Production Errors
Incident Report for Braintree
Postmortem

Impact Description 

There was an outage affecting the Braintree Payments platform globally from 2020-09-16 15:57 to 2020-09-16 16:41 UTC, and in certain cases until 17:02 UTC. During the incident window, impacted API calls to authenticated endpoints received HTTP 5xx and/or timeout responses. Users of the Control Panel UI may have experienced “Looks like something is wrong” error messages. Webhooks and outbound emails related to user creation and password resets were also affected. All data integrity was preserved and failed requests can be retried safely. 

Root Cause 

Preliminary investigation revealed that this outage was due to an mTLS client certificate expiration that was not flagged ahead of time by our certificate management system.  Automated operations monitors detected the outage, alerted, and engineering began troubleshooting immediately. New certificates were rolled out at 16:14 UTC, however, this did not completely solve the problem. Engineers continued troubleshooting and discovered that, due to a recent infrastructure change, the new certificate did not roll out to all services properly. After manual intervention, service was restored to the Gateway API and Gateway Control Panel at 16:42 UTC. While monitoring for service restoration the engineers found continued errors from our edge services in AWS. It was determined those errors were due to cached stale data and the service was restarted to clear the cache. That action restored service to remaining client APIs at 17:02 UTC.  

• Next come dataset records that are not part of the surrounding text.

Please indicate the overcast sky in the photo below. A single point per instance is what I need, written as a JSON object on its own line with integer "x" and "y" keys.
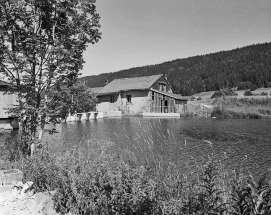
{"x": 145, "y": 32}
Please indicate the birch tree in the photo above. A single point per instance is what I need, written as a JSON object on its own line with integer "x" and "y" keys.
{"x": 42, "y": 44}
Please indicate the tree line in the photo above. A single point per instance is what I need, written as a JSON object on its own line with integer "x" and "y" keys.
{"x": 246, "y": 68}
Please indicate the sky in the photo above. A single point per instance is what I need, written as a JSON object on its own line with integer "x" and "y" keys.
{"x": 146, "y": 32}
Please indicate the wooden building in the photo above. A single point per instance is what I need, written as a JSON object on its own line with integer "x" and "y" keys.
{"x": 148, "y": 94}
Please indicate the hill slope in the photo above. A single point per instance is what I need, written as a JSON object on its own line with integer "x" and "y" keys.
{"x": 247, "y": 67}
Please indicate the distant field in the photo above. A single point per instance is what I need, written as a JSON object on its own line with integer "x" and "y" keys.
{"x": 198, "y": 105}
{"x": 207, "y": 95}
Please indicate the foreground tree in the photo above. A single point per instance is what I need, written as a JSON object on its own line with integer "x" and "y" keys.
{"x": 42, "y": 44}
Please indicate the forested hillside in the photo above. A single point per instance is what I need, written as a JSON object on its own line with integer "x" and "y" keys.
{"x": 248, "y": 67}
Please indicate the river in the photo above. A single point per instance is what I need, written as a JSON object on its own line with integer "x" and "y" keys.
{"x": 243, "y": 142}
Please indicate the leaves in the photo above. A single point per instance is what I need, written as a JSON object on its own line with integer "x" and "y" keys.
{"x": 41, "y": 44}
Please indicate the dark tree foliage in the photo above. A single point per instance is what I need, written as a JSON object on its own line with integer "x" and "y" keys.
{"x": 246, "y": 68}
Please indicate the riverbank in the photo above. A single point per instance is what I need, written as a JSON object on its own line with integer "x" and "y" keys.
{"x": 107, "y": 180}
{"x": 242, "y": 108}
{"x": 233, "y": 104}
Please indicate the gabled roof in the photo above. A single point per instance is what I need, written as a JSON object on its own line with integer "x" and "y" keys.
{"x": 126, "y": 84}
{"x": 172, "y": 95}
{"x": 95, "y": 90}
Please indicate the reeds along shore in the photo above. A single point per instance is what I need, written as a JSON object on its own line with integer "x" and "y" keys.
{"x": 99, "y": 178}
{"x": 242, "y": 108}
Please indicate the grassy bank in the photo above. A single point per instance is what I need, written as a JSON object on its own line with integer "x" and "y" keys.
{"x": 103, "y": 179}
{"x": 242, "y": 108}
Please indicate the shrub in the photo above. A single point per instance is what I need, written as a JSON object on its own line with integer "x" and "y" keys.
{"x": 248, "y": 93}
{"x": 264, "y": 94}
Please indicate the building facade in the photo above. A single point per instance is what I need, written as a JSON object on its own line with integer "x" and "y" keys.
{"x": 149, "y": 94}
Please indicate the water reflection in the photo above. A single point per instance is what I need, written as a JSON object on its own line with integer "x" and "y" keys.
{"x": 243, "y": 142}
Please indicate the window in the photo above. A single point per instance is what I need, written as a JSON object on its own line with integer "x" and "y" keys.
{"x": 112, "y": 99}
{"x": 162, "y": 87}
{"x": 129, "y": 98}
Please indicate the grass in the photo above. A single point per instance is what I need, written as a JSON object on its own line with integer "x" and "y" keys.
{"x": 242, "y": 108}
{"x": 100, "y": 178}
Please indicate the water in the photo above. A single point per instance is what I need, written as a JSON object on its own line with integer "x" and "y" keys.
{"x": 243, "y": 142}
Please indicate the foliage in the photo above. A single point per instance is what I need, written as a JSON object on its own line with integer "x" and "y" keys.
{"x": 41, "y": 45}
{"x": 248, "y": 93}
{"x": 105, "y": 180}
{"x": 247, "y": 67}
{"x": 242, "y": 108}
{"x": 65, "y": 100}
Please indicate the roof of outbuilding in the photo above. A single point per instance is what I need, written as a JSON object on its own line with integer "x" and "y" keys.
{"x": 95, "y": 90}
{"x": 172, "y": 95}
{"x": 125, "y": 84}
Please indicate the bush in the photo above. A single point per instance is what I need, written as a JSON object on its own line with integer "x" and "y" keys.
{"x": 248, "y": 93}
{"x": 105, "y": 180}
{"x": 264, "y": 94}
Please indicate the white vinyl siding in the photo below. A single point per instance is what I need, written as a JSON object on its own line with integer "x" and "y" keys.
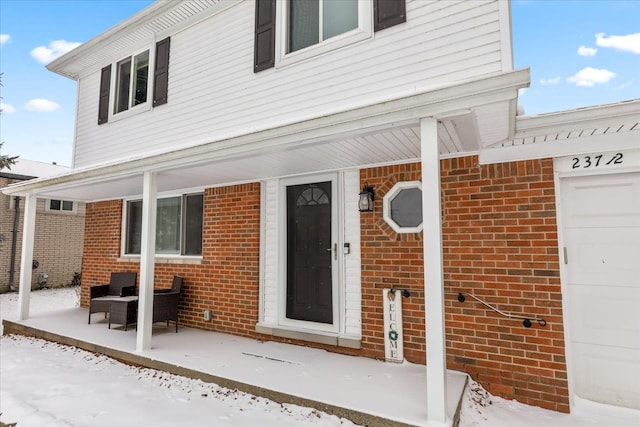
{"x": 214, "y": 93}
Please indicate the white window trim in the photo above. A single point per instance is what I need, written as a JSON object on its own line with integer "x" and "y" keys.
{"x": 137, "y": 109}
{"x": 283, "y": 59}
{"x": 47, "y": 207}
{"x": 169, "y": 257}
{"x": 386, "y": 206}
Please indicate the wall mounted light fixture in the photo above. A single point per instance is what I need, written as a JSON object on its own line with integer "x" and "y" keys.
{"x": 365, "y": 202}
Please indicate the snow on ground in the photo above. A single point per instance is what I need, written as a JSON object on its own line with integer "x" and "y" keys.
{"x": 51, "y": 385}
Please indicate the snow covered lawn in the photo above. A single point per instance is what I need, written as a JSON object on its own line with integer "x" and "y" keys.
{"x": 46, "y": 384}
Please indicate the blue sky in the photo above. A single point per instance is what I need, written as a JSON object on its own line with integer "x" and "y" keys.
{"x": 581, "y": 53}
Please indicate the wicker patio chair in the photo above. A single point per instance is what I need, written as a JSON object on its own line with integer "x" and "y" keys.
{"x": 165, "y": 307}
{"x": 120, "y": 285}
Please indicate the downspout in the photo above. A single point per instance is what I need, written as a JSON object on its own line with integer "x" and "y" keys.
{"x": 14, "y": 244}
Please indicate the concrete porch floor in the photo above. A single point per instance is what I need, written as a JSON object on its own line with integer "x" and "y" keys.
{"x": 365, "y": 391}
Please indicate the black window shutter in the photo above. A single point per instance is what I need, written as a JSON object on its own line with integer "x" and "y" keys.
{"x": 265, "y": 35}
{"x": 388, "y": 13}
{"x": 103, "y": 102}
{"x": 161, "y": 73}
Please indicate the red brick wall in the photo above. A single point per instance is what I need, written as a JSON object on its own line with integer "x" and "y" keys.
{"x": 391, "y": 259}
{"x": 226, "y": 281}
{"x": 499, "y": 243}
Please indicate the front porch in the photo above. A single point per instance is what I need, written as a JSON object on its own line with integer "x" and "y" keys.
{"x": 365, "y": 391}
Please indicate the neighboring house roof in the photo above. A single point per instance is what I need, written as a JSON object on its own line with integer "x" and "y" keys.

Corrective Actions & Preventative Measures 

  • A new certificate was issued and deployed to application servers and edge servers were restarted to clear cached stale data. 
  • A comprehensive review of the monitoring and alerting around TLS certificates is under review and identified gaps will be closed. 
  • Code changes to unify the certificate deploy process given the new infrastructure changes are underway 
  • Certificate expiry reports will be manually generated until automation is in place.
Posted Sep 16, 2020 - 21:53 UTC

Resolved
This incident has been resolved and all services are operating normally.

Incident Description
There was an outage affecting the Braintree Payments platform that lasted from 2020-09-16 15:57 to 2020-09-16 16:41 UTC, and in certain cases until 17:02 UTC. Automated alarms detected the outage and engineers began troubleshooting immediately. Engineers identified the issue and redeployed applications to restore service. Service was restored to the Gateway API at 16:41 UTC. An additional operation was needed to clear stale cached values and fully restore client-side flows, which completed at 17:02 UTC. A full Root Cause Analysis document will be provided later today.
Posted Sep 16, 2020 - 17:26 UTC
Update
We have seen recovery for all traffic as of 17:02 UTC. Engineers are monitoring to ensure full recovery.
Posted Sep 16, 2020 - 17:12 UTC
Update
The Gateway API is fully recovered as of 16:42 UTC. Errors have remained high for some client-side flows. Engineers are working to resolve as quickly as possible.
Posted Sep 16, 2020 - 17:00 UTC
Monitoring
A fix has been implemented and we are monitoring the results.
Posted Sep 16, 2020 - 16:39 UTC
Update
We are continuing to work on a fix for this issue.
Posted Sep 16, 2020 - 16:28 UTC
Update
We are continuing to work on a fix for this issue.
Posted Sep 16, 2020 - 16:22 UTC
Identified
The issue has been identified and a fix is being implemented.
Posted Sep 16, 2020 - 16:21 UTC
Investigating
We're currently investigating an elevated rate of errors with the API and Control Panel. An update will be provided as soon as possible.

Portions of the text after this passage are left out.